# Fundamentals of communication and networking: Subnet Masks

The structure of IPv4 address was devised using classes to indicate the division between the network address and the host address. With increasing pressure on networks to maximise the utilisation of addresses, administrators have subdivided their networks into smaller subnetworks (subnets). Thus the boundary on the 8, 16 or 24-bit point may not be where the division occurs.

In a similar way, several sequential networks can be aggregated to look like a supernetwork (supernet), again the boundary between network and host fields may not be where the class indicates.

Thus we need a different method to indicate where the split is in the IP address. We cannot alter the current structure, so we need an additional parameter.

A subnet mask is a 32 bit binary number where a binary 1 indicates a network bit and a binary 0 represents a host bit in the corresponding IP address. Thus subnet masks are always a series of 1s followed by a series of 0s. These masks are used on routers and end devices to indicate where the split is, so the network portion of the corresponding IP address can be identified.

Routers will learn, or be configured with, which subnet masks to use for the networks they are connected to. End devices will learn their subnetmask through DHCP or be configured with the appropriate value.

We can write subnet masks in binary or dotted decimal (just like IP addresses).

 Exercise: Subnet masks What is the subnet mask 11111111 11100000 00000000 00000000 in dotted decimal ? Answer: 255.224.0.0 What does the subnet mask 255.224.0.0 indicate ? Answer: The first 11 bits of the corresponding IP address are network bits and the remaining 21 are host bits.

Thus we can write the default subnet mask for a class A, B and C networks

A 11111111 00000000 00000000 00000000 255.0.0.0
B 11111111 11111111 00000000 00000000 255.255.0.0
C 11111111 11111111 11111111 00000000 255.255.255.0

When an IP packet arrives on a router, the router examines the destination address to decide what to do. The router has an internal table (the routing table) which stores all the networks it knows about and the associated interface which leads to that network. The router thus needs to know the destination network of the packet so it can use this as a lookup in the routing table.

When a packet originates on an end device, the end device will need to know if the destination is on the same local network or off on a different network. It does this by examining its own local address to see which network it is on, and then compares this to the destination network of the packet. If the two match, the destination is on its own Local Area Network (LAN). If not it is on a different network and the packet should be forwarded to the default router (sometimes called the gateway).

In the two scenarios above we have an IP address and a subnet mask and have to work out the network address.
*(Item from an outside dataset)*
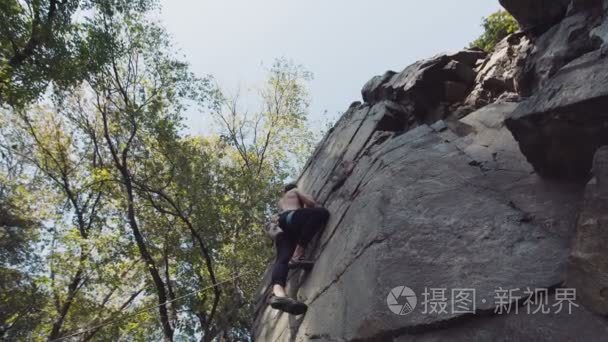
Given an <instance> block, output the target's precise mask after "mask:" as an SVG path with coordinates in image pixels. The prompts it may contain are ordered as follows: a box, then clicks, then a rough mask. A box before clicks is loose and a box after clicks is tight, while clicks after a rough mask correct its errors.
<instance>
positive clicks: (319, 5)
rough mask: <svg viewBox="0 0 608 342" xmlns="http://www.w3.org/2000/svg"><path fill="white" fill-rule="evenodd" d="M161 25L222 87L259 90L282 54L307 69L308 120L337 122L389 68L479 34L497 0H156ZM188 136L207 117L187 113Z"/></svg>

The process is to 'bitwise AND' the corresponding bits in the subnet mask and the IP address. The mask acts like a filter, allowing network bits through (where there are 1s in the mask) and blocking host bits (where there are 0s in the mask).

Bitwise AND

Bits Results
0 AND 0 0
0 AND 1 0
1 AND 0 0
1 AND 1 1

Thus given a device with the IP address 192.168.1.1 and the subnet mask 255.255.255.0, calculate the IP network address of the device

Field Dotted Decimal Binary Dotted Decimal
IP address 192.168.1.1 11000000 10101000 00000001 00000001
Network Address 255.255.255.0 11111111 11111111 11111111 00000000
11000000 10101000 00000001 00000000 192.168.1.0

Thus, an IP packet arriving with a destination address of 192.168.1.1 on an interface is bitwise ANDed with the associated mask of 255.255.255.0. This tells us the destination is on the 192.168.1.0 network and the device can look up where the network is.